A Date Which Will Live in Infamy

Today we commemorate December 7, 1941, the date which has lived in infamy.  My family was not directly affected by the attack on Pearl Harbor; we had no relatives in the military , and my parents were young children.  However, as an American, all were affected by the attack, including those of us that were not born yet, for it set events in motion that changed the world and made history.

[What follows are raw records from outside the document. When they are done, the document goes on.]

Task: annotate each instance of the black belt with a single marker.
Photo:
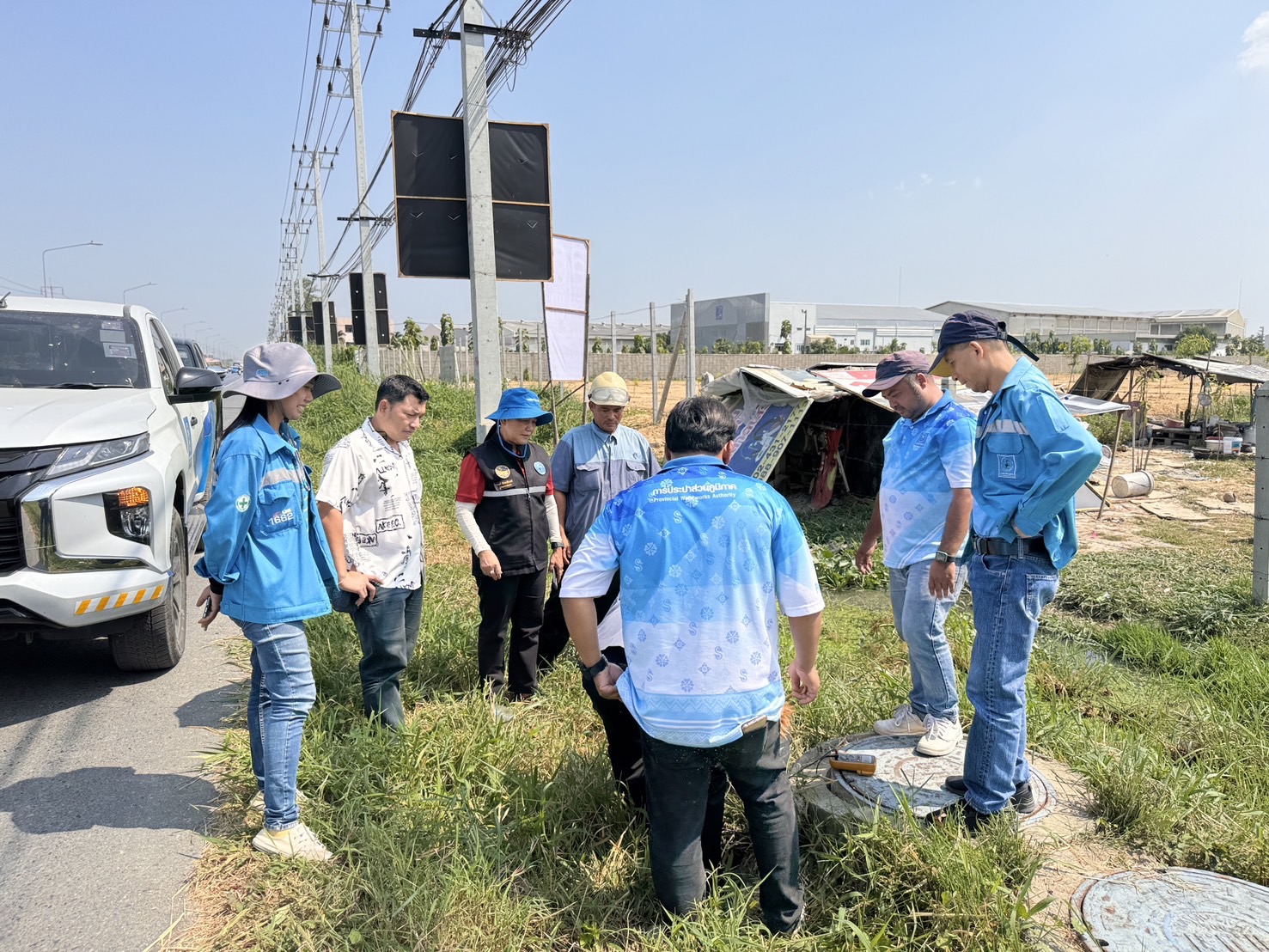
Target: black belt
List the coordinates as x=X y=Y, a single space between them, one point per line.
x=1010 y=547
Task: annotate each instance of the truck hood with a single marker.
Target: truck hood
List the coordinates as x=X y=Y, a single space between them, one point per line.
x=56 y=418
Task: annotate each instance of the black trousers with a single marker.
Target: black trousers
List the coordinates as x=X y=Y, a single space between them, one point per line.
x=555 y=633
x=625 y=750
x=516 y=600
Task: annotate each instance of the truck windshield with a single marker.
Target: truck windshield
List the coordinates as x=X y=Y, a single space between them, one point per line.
x=69 y=351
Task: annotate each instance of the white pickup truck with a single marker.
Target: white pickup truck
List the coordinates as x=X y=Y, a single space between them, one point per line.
x=106 y=451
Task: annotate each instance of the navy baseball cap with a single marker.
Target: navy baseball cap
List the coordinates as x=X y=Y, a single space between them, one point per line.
x=971 y=325
x=894 y=367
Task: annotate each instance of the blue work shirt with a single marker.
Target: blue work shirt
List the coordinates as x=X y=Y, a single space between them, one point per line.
x=264 y=540
x=1032 y=459
x=705 y=553
x=590 y=467
x=925 y=460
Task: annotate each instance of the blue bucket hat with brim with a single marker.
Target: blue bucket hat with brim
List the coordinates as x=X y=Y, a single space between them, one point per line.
x=521 y=404
x=971 y=325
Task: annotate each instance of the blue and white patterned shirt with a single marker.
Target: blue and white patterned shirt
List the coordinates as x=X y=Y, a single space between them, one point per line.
x=925 y=460
x=705 y=553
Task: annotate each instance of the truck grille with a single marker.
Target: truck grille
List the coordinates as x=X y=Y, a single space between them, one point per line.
x=10 y=537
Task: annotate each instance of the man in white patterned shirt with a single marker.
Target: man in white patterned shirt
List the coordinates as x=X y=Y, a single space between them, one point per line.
x=369 y=505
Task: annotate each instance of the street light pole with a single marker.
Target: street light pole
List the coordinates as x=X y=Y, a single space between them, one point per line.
x=148 y=284
x=45 y=291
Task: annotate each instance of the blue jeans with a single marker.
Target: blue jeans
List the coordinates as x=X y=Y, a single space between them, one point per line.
x=919 y=619
x=388 y=631
x=1009 y=593
x=282 y=694
x=686 y=791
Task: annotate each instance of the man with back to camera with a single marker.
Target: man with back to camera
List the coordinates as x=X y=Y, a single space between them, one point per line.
x=371 y=503
x=923 y=508
x=507 y=513
x=1032 y=459
x=590 y=465
x=703 y=553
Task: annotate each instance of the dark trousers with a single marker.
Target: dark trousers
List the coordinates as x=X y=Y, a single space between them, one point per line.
x=625 y=748
x=516 y=600
x=387 y=627
x=681 y=787
x=555 y=633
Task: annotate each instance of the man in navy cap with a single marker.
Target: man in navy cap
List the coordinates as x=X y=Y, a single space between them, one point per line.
x=1032 y=457
x=507 y=512
x=923 y=510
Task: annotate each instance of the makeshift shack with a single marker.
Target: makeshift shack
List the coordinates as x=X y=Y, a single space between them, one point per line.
x=814 y=432
x=1107 y=378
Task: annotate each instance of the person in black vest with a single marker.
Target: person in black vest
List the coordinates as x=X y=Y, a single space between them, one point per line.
x=507 y=510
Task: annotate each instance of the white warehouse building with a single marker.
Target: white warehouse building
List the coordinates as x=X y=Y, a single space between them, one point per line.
x=747 y=318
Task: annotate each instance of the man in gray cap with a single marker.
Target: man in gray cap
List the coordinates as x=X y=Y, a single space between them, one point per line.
x=590 y=465
x=923 y=512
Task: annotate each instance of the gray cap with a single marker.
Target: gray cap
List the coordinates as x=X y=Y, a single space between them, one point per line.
x=277 y=371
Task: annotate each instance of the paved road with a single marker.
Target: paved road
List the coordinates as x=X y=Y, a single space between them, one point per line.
x=101 y=796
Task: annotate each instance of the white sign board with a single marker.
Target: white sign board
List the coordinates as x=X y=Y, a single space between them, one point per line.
x=564 y=308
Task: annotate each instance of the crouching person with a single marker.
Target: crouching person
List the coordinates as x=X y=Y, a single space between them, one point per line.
x=703 y=555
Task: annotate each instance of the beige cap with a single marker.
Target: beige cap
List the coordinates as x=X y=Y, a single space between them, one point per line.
x=609 y=390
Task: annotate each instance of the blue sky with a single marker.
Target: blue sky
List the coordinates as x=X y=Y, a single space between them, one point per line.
x=1094 y=154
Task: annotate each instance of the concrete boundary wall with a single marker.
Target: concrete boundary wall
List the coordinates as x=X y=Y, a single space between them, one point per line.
x=427 y=364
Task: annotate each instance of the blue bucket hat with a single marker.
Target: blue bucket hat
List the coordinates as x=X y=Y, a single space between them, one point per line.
x=521 y=404
x=971 y=325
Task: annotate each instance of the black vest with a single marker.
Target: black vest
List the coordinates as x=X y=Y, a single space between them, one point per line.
x=513 y=513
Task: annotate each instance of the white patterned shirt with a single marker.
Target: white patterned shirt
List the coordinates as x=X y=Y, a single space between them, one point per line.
x=377 y=489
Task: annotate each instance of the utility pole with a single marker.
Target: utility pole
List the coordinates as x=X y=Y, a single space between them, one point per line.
x=651 y=324
x=691 y=318
x=487 y=345
x=315 y=159
x=362 y=213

The USS Arizona Memorial, Pearl Harbor, HI

The USS Arizona Memorial, Pearl Harbor, HI

I have had two unique opportunities to visit the USS Arizona Memorial at Pearl Harbor, Hawaii.  My visits were unique because they were a bit outside of an ordinary tourist’s experience.  My first visit was in February, 1999 with a group of U.S. Army chaplains.  The site was closed to just our group, and since they were all chaplains of various faiths, we said a brief, multi-denominational prayer for the souls of the more than one thousand men entombed beneath the memorial, as well as the many other men, women, and children who died that day.  To stand on that spot in total silence while surrounded by men who were in service to both God and country, all offering up a prayer for the dead, was inspiring. The impact of that day and the horror of the sinking ships is felt in full force on that site. Sometimes sights, smells, or sounds will cause us to remember an event.  For me, whenever I hear the sound of a lanyard clanging against a flagpole, I remember this day, because that was the only sound as we prayed and remembered in silence.


My second visit to Pearl Harbor was in December, 2002.  I was there with a group of government employees, and there were so many of us in the group that we had a VIP visit to the memorial.  We stood silently to remember.  A few days later, we had the great honor of being at the 61st memorial ceremony on December 7, 2002.  The speaker for the ceremony was John William Finn, who received the Medal of Honor for his heroism on that fateful day.  But Mr. Finn, still vigorous at the age of 92 (now 99), insisted that he wasn’t there to talk about “me, me, me or I, I, I” – he was there, he said, “to remember my shipmates” as the heroes of that day.  What a privilege to have heard Mr. Finn recount his experiences.

President Roosevelt’s famous “infamy” speech (SOURCE: HyperWar) concludes with these words before he asks Congress to declare war on Japan:

But always will our whole nation remember the character of the onslaught against us. No matter how long it may take us to overcome this premeditated invasion, the American people in their righteous might will win through to absolute victory.

I believe that I interpret the will of the Congress and of the people when I assert that we will not only defend ourselves to the uttermost but will make it very certain that this form of treachery shall never again endanger us.

Hostilities exist. There is no blinking at the fact that our people, our territory and our interests are in grave danger.

With confidence in our armed forces—with the unbounding determination of our people—we will gain the inevitable triumph—so help us God.

Today, let us remember the 2,350 who died that day, which included 68 civilians and 1,177 sailors stationed on the Arizona. Let us also remember the men whose lives were changed by this day as they were inspired to fight for America!

2 thoughts on “A Date Which Will Live in Infamy

  1. America’s oldest living Medal of Honor recipient, living his 100th year is former enlisted Chief Petty Officer, Aviation Chief Ordnanceman (ACOM), later wartime commissioned Lieutenant John W. Finn, USN (Ret.). He is also the last surviving Medal of Honor, “The Day of Infamy”, Japanese Attack on the Hawaiian Islands, Naval Air Station, Kaneohe Bay, Oahu, Territory of Hawaii, 7 December 1941.